Preparing Thanksgiving feast no easy feat

  • Published
  • By Master Sgt. Jason Tudor
  • 380th Air Expeditionary Wing Public Affairs
An American Thanksgiving kitchen is often a loud, clattering commotion of cooks, noise, smells and relatives arguing about what time the Dallas Cowboys' game starts. By the time the chaos settles onto polished dining room furniture, all that's left are the clean-up, naps and a good game of bid whist.

The same could be said about the 380th Expeditionary Services Squadron's dining facility kitchen in the days leading up to turkey day. Sans noisy relatives with neverending stories, the 26 people who planned and cooked this base's formal Thanksgiving meal were hustling now to meet Thankgiving's 11 a.m. start time -- for good reason.

"Yes, people will be away from home, but they will still get the same quality here," said Tech. Sgt. Jeffrey Slowick, NCO in charge of the dining facility. "This meal is about morale. Everybody gets to sit down and enjoy."

And, oh, what they will enjoy: three-quarters of a ton of turkey, including 24 whole birds; 350 pounds of ham; 613 pounds of steamship round roast; 56 sweet potato pies; 42 apple and pumpkin pies; and 32 pecan pies.

That's just a slice of the feast. There are also enough mashed potatoes to make an Idahoan proud, enough cranberry sauce to wrestle in, as well as an assortment of candy, nuts and much more.

Staff Sgt. James Lotz ordered and received that basket of groceries. The $25,000 food order -- bought from the Defense Supply Center in Philadelphia -- arrived in country Nov. 1. The contractor delivered it here Nov. 15. Everything checked out fine when he got it. But what if it hadn't?

"We would have sent it back," he said. "We wouldn't sacrifice quality for quantity. We would have made Thanksgiving happen another way. It might not have been exactly a Thanksgiving meal, but it would have been Thanksgiving."

Ten cooks started preparing the meal Nov. 21, three days before the first hungry Airman hits the food line. Sergeant Slowick said the meats get cooked first.

"The cooks pull the meats, put them in a thaw box and start cooking everything to meet demand," he said. "We have to make sure everything is cooked properly before we put it onto the serving line at 11 a.m."

He said the most difficult items to prepare are the steamship round roasts. One roast weighs 65 pounds and is slightly larger than a beach ball.

"The roast has to be cooked 14 to 16 hours to make sure it's the correct temperature inside," Sergeant Slowick said. "You can't halfway cook it and start over."

Turkeys and hams take about three hours to cook. Almost everything else can be done Thanksgiving day. That is, if the equipment cooperates. There have been issues with a few of the ovens in the past.

"There's going to be a lot of stress on the equipment," he said. "There are also a lot of things going into the ovens at the same time."

Even as they preflight the Thanksgiving meal, the dining facility team is still making breakfast, lunch, dinner and a midnight meal. From the start of the week to today, the crew served 11,100 meals. That's 133 meals served every hour until show time -- in addition to flipping and stuffing the holiday birds.

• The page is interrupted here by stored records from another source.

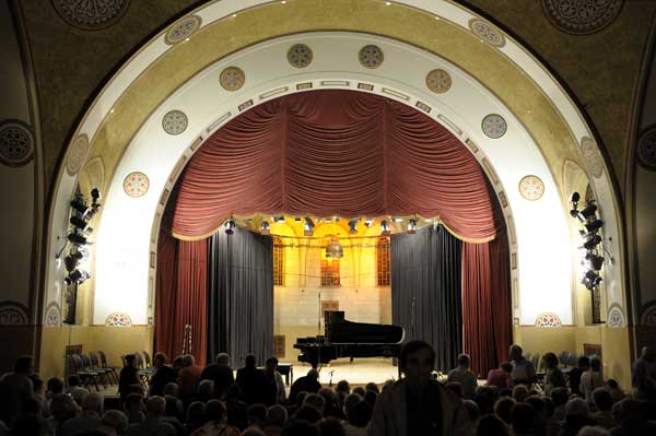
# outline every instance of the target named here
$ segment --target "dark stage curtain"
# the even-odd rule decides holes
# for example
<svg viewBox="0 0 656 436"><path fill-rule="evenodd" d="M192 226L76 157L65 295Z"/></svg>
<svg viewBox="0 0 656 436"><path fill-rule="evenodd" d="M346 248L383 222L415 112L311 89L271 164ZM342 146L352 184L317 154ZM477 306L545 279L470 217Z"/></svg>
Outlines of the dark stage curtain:
<svg viewBox="0 0 656 436"><path fill-rule="evenodd" d="M191 354L207 356L208 240L174 239L160 233L155 303L155 350L174 358L183 352L185 326L191 326ZM188 349L187 349L188 351Z"/></svg>
<svg viewBox="0 0 656 436"><path fill-rule="evenodd" d="M239 115L202 144L176 189L181 239L256 212L440 216L477 243L497 231L485 175L456 137L412 107L352 91L289 95Z"/></svg>
<svg viewBox="0 0 656 436"><path fill-rule="evenodd" d="M462 243L464 350L481 377L507 360L512 341L508 245L505 232L499 236Z"/></svg>
<svg viewBox="0 0 656 436"><path fill-rule="evenodd" d="M391 237L393 322L407 340L432 344L443 372L455 366L462 345L460 246L443 226Z"/></svg>
<svg viewBox="0 0 656 436"><path fill-rule="evenodd" d="M210 238L208 358L231 355L243 366L254 354L259 364L273 351L273 243L269 236L235 228Z"/></svg>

None of this is lost on the facility's patrons, like Staff Sgt. Scott Harris. The 380th Expeditionary Security Forces Airman knows his Thanksgiving, too. His hometown is a stone's throw from Plymouth Rock.

"It won't be the same," the Carver, Mass., native said. "We usually eat, watch football, and have a good time. Then we head down to Plymouth Plantations."

However, when Sergeant Harris heard about the volume of food and the effort undertaken by the dining facility workers, he smiled.

"Thank God," he said. "Their effort is great. It can't be something that's easy."

To ensure those 3,000 meals reach an expected 1,300 people, both dining facility lines will serve holiday food (no snack line). The center of the dining facility will teem with pies, cakes and other goodies.

The combat dining facility is not left out of this fray, either. Workers at the CDK will prepare some food, but most will be brought over during the day. After all, Airmen will still be "meeting the frag" as turkey is served.

Despite the volume of food, there are some things the staff won't be able to replicate.

"We can't bring people's families over," Sergeant Slowick said. "Some might want snow. Others might want to hit the beach after their meal. Everybody has their own thing and to bring it all into the DFAC is hard to do. We'll give them comfort and a good meal. The football comes later."

So, while the chaos of family and commotion of a busy kitchen may be missing for some, the food will be in abundance. Sergeant Harris said that makes it worthwhile.

"In addition to the food, this is a time for everyone to get together and reflect on giving thanks," Sergeant Harris said. "We can sure be thankful for what the dining facility has done."